Festival de Brasília aplaude Ruy Guerra de pé e recebe “A Fúria” com palmas catárticas

Foto: Ruy Guerra © Humberto Araújo

Por Maria do Rosário Caetano, de Brasília (DF)

Nunca se vira algo semelhante na longa história do Festival de Brasília do Cinema Brasileiro: um cineasta, participante da disputa pelo Troféu Candango, ser aplaudido de pé ao apresentar seu filme.

Pois isso aconteceu no momento em que Ruy Guerra, de 93 anos, subiu ao palco do Cine Brasília, com sua equipe, posicionou-se no proscênio e começou a apresentar “A Fúria”, fecho de trilogia iniciada em 1964, com “Os Fuzis”, e sequenciada, em 1977, com “A Queda”.

Ao lado da codiretora Luciana Mazzotti, do diretor de fotografia Luiz Abramo e de outros integrantes de sua trupe, Ruy Guerra falou longamente sobre aspectos da linguagem de seu novíssimo longa-metragem. E pediu que todos os que estavam com ele no palco destacassem o filme por seus aspectos criativos. E que não perdessem tempo falando dele, o diretor.

O cineasta, nascido em Moçambique, educado na Europa e brasileiro por opção, abordou, sim, aspectos estéticos de composição de seu décimo-oitavo longa-metragem, mas não perdeu a chance de mobilizar a plateia com suas costumeiras falas políticas. E incendiárias. Como incendiário é seu filme.

O diretor de “Os Cafajestes” evocou os “tempos sombrios” ora vividos pela humanidade. “Nossa sociedade está doente. Aqui e no mundo inteiro, ela vai murchando em seus valores civilizacionais”.

Uma década atrás, Ruy Guerra anunciou que arremataria a Trilogia dos Fuzis. Realizou esboços do roteiro e decidiu que Mário (Nelson Xavier), o soldado do primeiro filme e o genro do empreiteiro Salatiel (Lima Duarte), em “A Queda”, seria o protagonista. Só que, em 2017, um câncer encurtou a vida do grande ator.

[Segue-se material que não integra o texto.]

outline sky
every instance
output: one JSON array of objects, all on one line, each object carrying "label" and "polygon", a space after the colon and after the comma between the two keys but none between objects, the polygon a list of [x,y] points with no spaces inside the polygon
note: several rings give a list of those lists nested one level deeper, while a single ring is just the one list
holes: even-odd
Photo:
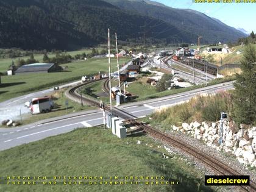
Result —
[{"label": "sky", "polygon": [[235,28],[243,28],[250,33],[252,30],[256,32],[256,2],[244,3],[244,0],[241,0],[243,2],[240,3],[225,3],[223,0],[219,0],[220,2],[213,0],[212,3],[196,3],[193,0],[152,1],[173,8],[196,10]]}]

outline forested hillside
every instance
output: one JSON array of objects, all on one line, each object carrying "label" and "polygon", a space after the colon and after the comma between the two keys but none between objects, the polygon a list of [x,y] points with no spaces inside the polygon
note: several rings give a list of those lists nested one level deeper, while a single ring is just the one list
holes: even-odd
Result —
[{"label": "forested hillside", "polygon": [[[112,35],[116,32],[120,40],[130,42],[196,42],[196,24],[172,22],[164,5],[147,4],[151,10],[133,3],[140,12],[100,0],[0,0],[0,48],[75,49],[105,43],[108,28]],[[165,9],[159,10],[156,16],[158,7]],[[210,26],[203,27],[200,34],[205,41],[215,42],[221,37],[216,34],[221,34],[220,41],[243,37],[228,30],[216,32],[222,27]]]},{"label": "forested hillside", "polygon": [[[123,10],[138,12],[171,24],[182,31],[183,34],[186,34],[187,39],[184,40],[190,40],[187,43],[196,41],[193,38],[199,35],[203,37],[201,41],[202,43],[234,42],[238,38],[245,37],[244,34],[234,27],[196,10],[174,9],[149,0],[105,1]],[[152,26],[154,25],[149,24],[148,27]],[[160,29],[172,34],[169,29]]]}]

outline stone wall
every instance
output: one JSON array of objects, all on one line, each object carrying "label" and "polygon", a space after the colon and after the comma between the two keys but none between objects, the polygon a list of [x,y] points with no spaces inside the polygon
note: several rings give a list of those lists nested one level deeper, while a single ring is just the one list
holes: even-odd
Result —
[{"label": "stone wall", "polygon": [[202,140],[207,146],[218,151],[232,153],[241,163],[256,167],[256,127],[247,127],[241,125],[234,129],[233,122],[224,121],[223,124],[223,143],[219,144],[220,121],[216,123],[190,124],[182,123],[180,127],[172,126],[174,131],[182,132],[197,140]]}]

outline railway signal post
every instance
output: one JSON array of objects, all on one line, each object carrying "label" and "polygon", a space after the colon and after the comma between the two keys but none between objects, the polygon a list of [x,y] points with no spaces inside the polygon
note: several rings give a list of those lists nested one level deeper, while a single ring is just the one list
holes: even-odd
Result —
[{"label": "railway signal post", "polygon": [[205,85],[207,86],[208,61],[206,61]]},{"label": "railway signal post", "polygon": [[193,61],[193,83],[194,84],[194,61]]},{"label": "railway signal post", "polygon": [[227,118],[227,113],[224,112],[221,112],[221,124],[220,124],[220,132],[219,132],[219,144],[221,145],[223,143],[223,119],[226,119]]},{"label": "railway signal post", "polygon": [[83,96],[82,95],[81,87],[79,87],[80,94],[81,94],[81,105],[83,106]]},{"label": "railway signal post", "polygon": [[101,103],[99,104],[99,108],[103,111],[103,124],[104,125],[104,129],[106,129],[106,113],[105,112],[105,104],[101,100]]}]

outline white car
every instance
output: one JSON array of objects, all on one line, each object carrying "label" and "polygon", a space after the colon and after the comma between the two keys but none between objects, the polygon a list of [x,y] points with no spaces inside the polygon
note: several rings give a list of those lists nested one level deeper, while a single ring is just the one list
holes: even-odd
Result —
[{"label": "white car", "polygon": [[29,107],[30,105],[30,101],[27,101],[26,102],[24,103],[25,107]]}]

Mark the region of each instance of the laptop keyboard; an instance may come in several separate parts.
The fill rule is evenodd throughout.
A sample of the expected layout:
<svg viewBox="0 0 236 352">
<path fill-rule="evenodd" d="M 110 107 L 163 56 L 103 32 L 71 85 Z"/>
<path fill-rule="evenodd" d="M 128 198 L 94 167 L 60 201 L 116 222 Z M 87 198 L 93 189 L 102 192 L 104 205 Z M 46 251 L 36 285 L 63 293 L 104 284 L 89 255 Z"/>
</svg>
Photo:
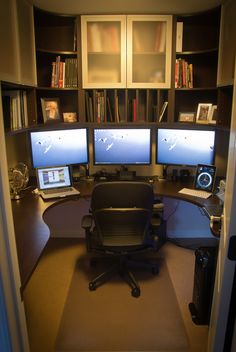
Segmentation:
<svg viewBox="0 0 236 352">
<path fill-rule="evenodd" d="M 199 197 L 199 198 L 209 198 L 211 196 L 211 193 L 206 192 L 206 191 L 200 191 L 197 189 L 190 189 L 190 188 L 182 188 L 179 193 L 187 194 L 188 196 L 192 197 Z"/>
<path fill-rule="evenodd" d="M 204 209 L 209 216 L 221 216 L 223 213 L 223 205 L 220 204 L 205 205 Z"/>
<path fill-rule="evenodd" d="M 56 188 L 56 189 L 45 189 L 43 192 L 45 194 L 53 194 L 53 193 L 65 193 L 68 191 L 72 191 L 73 188 L 72 187 L 62 187 L 62 188 Z"/>
</svg>

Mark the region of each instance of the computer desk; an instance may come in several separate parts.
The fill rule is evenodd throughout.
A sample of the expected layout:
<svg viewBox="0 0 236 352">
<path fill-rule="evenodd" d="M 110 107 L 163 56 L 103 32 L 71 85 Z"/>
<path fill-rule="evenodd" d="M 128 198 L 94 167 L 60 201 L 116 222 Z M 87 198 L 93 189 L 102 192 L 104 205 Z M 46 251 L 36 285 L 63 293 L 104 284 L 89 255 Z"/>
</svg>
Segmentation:
<svg viewBox="0 0 236 352">
<path fill-rule="evenodd" d="M 73 197 L 73 203 L 79 209 L 81 198 L 89 198 L 95 182 L 80 181 L 75 186 L 80 190 L 79 197 Z M 188 201 L 198 207 L 206 204 L 218 204 L 219 199 L 213 195 L 208 199 L 202 199 L 185 194 L 178 193 L 183 187 L 191 187 L 192 183 L 173 182 L 167 180 L 154 181 L 152 183 L 154 193 L 158 197 L 171 197 Z M 25 191 L 20 200 L 12 200 L 13 220 L 16 236 L 16 247 L 19 261 L 19 270 L 21 277 L 21 287 L 24 289 L 31 274 L 33 273 L 42 251 L 50 237 L 48 226 L 43 221 L 43 214 L 46 209 L 55 207 L 61 202 L 67 202 L 68 198 L 63 200 L 43 201 L 43 199 L 32 193 L 32 189 Z M 71 200 L 71 198 L 70 198 Z M 66 214 L 64 214 L 66 217 Z"/>
</svg>

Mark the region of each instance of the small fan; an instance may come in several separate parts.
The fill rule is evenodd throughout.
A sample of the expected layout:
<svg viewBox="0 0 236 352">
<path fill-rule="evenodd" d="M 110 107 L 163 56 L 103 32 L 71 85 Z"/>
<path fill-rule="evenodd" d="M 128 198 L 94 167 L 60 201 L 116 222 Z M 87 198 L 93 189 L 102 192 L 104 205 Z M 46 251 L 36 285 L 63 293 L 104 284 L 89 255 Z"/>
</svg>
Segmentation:
<svg viewBox="0 0 236 352">
<path fill-rule="evenodd" d="M 29 181 L 29 170 L 26 164 L 18 163 L 14 168 L 9 170 L 9 181 L 11 187 L 11 198 L 20 199 L 20 194 Z"/>
</svg>

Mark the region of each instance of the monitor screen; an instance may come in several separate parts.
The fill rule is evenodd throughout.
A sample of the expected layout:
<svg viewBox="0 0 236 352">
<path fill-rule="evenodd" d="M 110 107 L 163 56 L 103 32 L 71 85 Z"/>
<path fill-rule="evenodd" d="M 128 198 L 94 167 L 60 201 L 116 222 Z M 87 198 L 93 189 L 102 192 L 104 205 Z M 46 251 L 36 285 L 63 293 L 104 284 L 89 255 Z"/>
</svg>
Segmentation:
<svg viewBox="0 0 236 352">
<path fill-rule="evenodd" d="M 156 137 L 157 164 L 214 163 L 215 131 L 158 128 Z"/>
<path fill-rule="evenodd" d="M 33 167 L 88 163 L 86 128 L 30 132 Z"/>
<path fill-rule="evenodd" d="M 151 163 L 151 129 L 94 129 L 93 152 L 95 165 L 148 165 Z"/>
</svg>

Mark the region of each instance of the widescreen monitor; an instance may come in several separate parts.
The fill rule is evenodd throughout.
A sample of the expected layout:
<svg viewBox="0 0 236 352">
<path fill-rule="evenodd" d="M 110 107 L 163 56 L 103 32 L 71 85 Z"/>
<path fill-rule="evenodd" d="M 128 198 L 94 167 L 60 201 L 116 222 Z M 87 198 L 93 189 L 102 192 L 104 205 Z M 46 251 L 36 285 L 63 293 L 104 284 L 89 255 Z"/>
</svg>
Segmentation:
<svg viewBox="0 0 236 352">
<path fill-rule="evenodd" d="M 156 163 L 164 165 L 213 164 L 215 131 L 158 128 Z"/>
<path fill-rule="evenodd" d="M 149 165 L 151 129 L 94 129 L 93 152 L 94 165 Z"/>
<path fill-rule="evenodd" d="M 30 132 L 34 168 L 88 163 L 86 128 Z"/>
</svg>

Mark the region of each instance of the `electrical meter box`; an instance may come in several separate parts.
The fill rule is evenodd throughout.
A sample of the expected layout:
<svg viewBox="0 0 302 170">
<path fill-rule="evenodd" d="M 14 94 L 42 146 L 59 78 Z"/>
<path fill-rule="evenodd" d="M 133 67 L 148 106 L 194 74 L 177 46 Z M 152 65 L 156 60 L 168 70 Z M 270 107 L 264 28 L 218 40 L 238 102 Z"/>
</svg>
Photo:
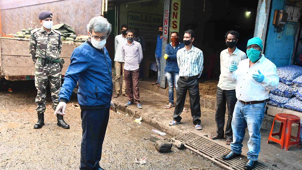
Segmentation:
<svg viewBox="0 0 302 170">
<path fill-rule="evenodd" d="M 288 21 L 297 22 L 301 16 L 301 8 L 292 6 L 286 6 L 286 13 L 288 14 Z"/>
<path fill-rule="evenodd" d="M 284 26 L 287 22 L 288 14 L 284 10 L 275 10 L 273 20 L 273 25 L 276 27 Z"/>
</svg>

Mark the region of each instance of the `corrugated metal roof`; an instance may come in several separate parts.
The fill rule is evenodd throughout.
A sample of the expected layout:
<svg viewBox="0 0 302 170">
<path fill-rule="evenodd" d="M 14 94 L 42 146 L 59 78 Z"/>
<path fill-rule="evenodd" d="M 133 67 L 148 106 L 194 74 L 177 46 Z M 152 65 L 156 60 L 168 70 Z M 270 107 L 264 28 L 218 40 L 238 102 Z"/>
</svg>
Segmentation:
<svg viewBox="0 0 302 170">
<path fill-rule="evenodd" d="M 63 0 L 4 0 L 0 1 L 1 10 L 59 1 Z"/>
</svg>

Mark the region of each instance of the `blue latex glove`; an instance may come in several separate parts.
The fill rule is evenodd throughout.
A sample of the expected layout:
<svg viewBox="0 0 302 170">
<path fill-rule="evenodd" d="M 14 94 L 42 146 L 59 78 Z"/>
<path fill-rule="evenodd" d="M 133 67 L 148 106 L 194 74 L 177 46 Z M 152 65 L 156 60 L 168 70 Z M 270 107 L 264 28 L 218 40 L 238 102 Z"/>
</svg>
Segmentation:
<svg viewBox="0 0 302 170">
<path fill-rule="evenodd" d="M 235 64 L 232 64 L 230 66 L 229 69 L 230 70 L 230 71 L 233 72 L 233 71 L 236 71 L 238 68 L 238 67 L 237 67 L 237 65 L 236 65 L 236 62 L 235 62 Z"/>
<path fill-rule="evenodd" d="M 253 77 L 253 79 L 254 79 L 256 82 L 261 83 L 264 80 L 264 75 L 261 73 L 261 72 L 260 72 L 260 70 L 258 70 L 258 72 L 259 73 L 259 74 L 253 74 L 253 76 L 252 76 L 252 77 Z"/>
</svg>

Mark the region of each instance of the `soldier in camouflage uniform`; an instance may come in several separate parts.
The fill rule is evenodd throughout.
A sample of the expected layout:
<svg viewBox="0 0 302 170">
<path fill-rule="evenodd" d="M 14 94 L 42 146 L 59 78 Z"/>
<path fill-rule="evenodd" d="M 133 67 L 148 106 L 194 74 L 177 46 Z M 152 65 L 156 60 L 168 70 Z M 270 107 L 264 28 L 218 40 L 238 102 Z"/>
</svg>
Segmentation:
<svg viewBox="0 0 302 170">
<path fill-rule="evenodd" d="M 38 90 L 35 102 L 38 106 L 38 122 L 34 128 L 40 129 L 44 125 L 44 112 L 46 88 L 48 81 L 50 85 L 53 108 L 55 110 L 59 103 L 59 94 L 61 86 L 61 73 L 64 60 L 60 59 L 62 49 L 61 33 L 51 29 L 52 14 L 44 11 L 39 15 L 40 28 L 31 32 L 30 54 L 35 64 L 35 83 Z M 57 125 L 69 129 L 63 116 L 57 114 Z"/>
</svg>

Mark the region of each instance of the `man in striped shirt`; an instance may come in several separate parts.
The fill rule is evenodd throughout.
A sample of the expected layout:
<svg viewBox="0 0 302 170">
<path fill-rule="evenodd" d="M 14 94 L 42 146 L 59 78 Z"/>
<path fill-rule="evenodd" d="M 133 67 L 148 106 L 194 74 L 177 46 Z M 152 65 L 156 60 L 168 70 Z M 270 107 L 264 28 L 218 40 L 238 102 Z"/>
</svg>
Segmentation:
<svg viewBox="0 0 302 170">
<path fill-rule="evenodd" d="M 134 36 L 132 30 L 127 31 L 126 35 L 127 42 L 122 46 L 122 57 L 125 60 L 124 75 L 129 101 L 125 106 L 128 106 L 135 103 L 135 107 L 141 109 L 143 107 L 140 104 L 138 77 L 140 74 L 139 66 L 143 60 L 142 46 L 140 43 L 133 41 Z"/>
<path fill-rule="evenodd" d="M 200 77 L 203 69 L 204 56 L 202 51 L 194 47 L 192 43 L 195 33 L 189 30 L 185 32 L 185 47 L 177 51 L 177 63 L 179 68 L 179 79 L 177 82 L 177 99 L 171 126 L 180 123 L 180 114 L 185 105 L 187 91 L 189 91 L 191 114 L 193 123 L 197 130 L 201 130 L 199 118 L 201 116 L 199 101 L 199 89 L 197 78 Z"/>
</svg>

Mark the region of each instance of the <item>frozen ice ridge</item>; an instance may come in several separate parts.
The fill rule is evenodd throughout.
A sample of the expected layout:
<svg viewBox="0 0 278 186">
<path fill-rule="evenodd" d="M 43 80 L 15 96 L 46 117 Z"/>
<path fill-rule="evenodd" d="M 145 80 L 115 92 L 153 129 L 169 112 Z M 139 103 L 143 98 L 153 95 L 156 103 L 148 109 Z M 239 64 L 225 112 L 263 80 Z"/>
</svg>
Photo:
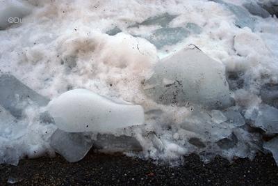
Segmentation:
<svg viewBox="0 0 278 186">
<path fill-rule="evenodd" d="M 224 65 L 193 45 L 157 63 L 145 91 L 161 104 L 193 102 L 211 108 L 234 104 Z"/>
</svg>

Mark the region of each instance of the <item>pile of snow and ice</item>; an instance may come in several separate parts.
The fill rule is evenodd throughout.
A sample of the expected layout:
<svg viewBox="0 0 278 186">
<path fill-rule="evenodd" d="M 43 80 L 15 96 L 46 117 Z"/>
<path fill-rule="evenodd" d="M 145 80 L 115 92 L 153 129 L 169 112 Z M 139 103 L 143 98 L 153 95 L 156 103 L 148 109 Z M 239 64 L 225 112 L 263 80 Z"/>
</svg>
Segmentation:
<svg viewBox="0 0 278 186">
<path fill-rule="evenodd" d="M 0 163 L 278 162 L 277 1 L 0 3 Z"/>
</svg>

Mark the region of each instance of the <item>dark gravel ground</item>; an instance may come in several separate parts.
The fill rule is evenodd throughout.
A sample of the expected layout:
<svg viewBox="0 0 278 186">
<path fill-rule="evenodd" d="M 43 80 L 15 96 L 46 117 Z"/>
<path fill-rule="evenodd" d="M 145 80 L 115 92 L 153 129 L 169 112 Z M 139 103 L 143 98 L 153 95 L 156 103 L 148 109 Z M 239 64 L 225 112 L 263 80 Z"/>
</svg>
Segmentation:
<svg viewBox="0 0 278 186">
<path fill-rule="evenodd" d="M 216 157 L 206 164 L 196 155 L 185 158 L 179 167 L 93 152 L 76 163 L 59 155 L 23 160 L 17 166 L 0 165 L 0 185 L 9 185 L 9 178 L 15 185 L 278 185 L 278 167 L 270 155 L 232 163 Z"/>
</svg>

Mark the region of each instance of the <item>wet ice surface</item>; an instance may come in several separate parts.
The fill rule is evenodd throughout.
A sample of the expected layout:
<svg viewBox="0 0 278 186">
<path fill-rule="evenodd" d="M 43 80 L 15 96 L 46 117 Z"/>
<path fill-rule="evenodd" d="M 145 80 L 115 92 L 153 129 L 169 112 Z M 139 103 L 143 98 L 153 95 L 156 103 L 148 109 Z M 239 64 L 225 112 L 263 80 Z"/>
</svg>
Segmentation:
<svg viewBox="0 0 278 186">
<path fill-rule="evenodd" d="M 0 163 L 277 160 L 275 1 L 1 3 Z"/>
<path fill-rule="evenodd" d="M 192 102 L 211 108 L 233 104 L 224 65 L 194 45 L 158 63 L 145 85 L 146 93 L 158 103 L 185 106 Z"/>
</svg>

“Tivemos que mudar tudo”, disse Ruy à Revista de CINEMA. “Mudamos o roteiro e transformamos Mário, agora interpretado por Ricardo Blat, em um homem assassinado pela ditadura militar brasileira, que sai das entranhas da terra, com seu rosto marcado por imensas cicatrizes, em busca de vingança”. Sim, futuros espectadores, saibam que o politizadíssimo diretor de “Estorvo”, estabelece, dessa feita, diálogo com o cinema de gênero. No caso com o terror.

“Foi o filme mais difícil de toda minha carreira”, admitiu. E explicou a razão principal das dificuldades que o cercaram nos últimos anos.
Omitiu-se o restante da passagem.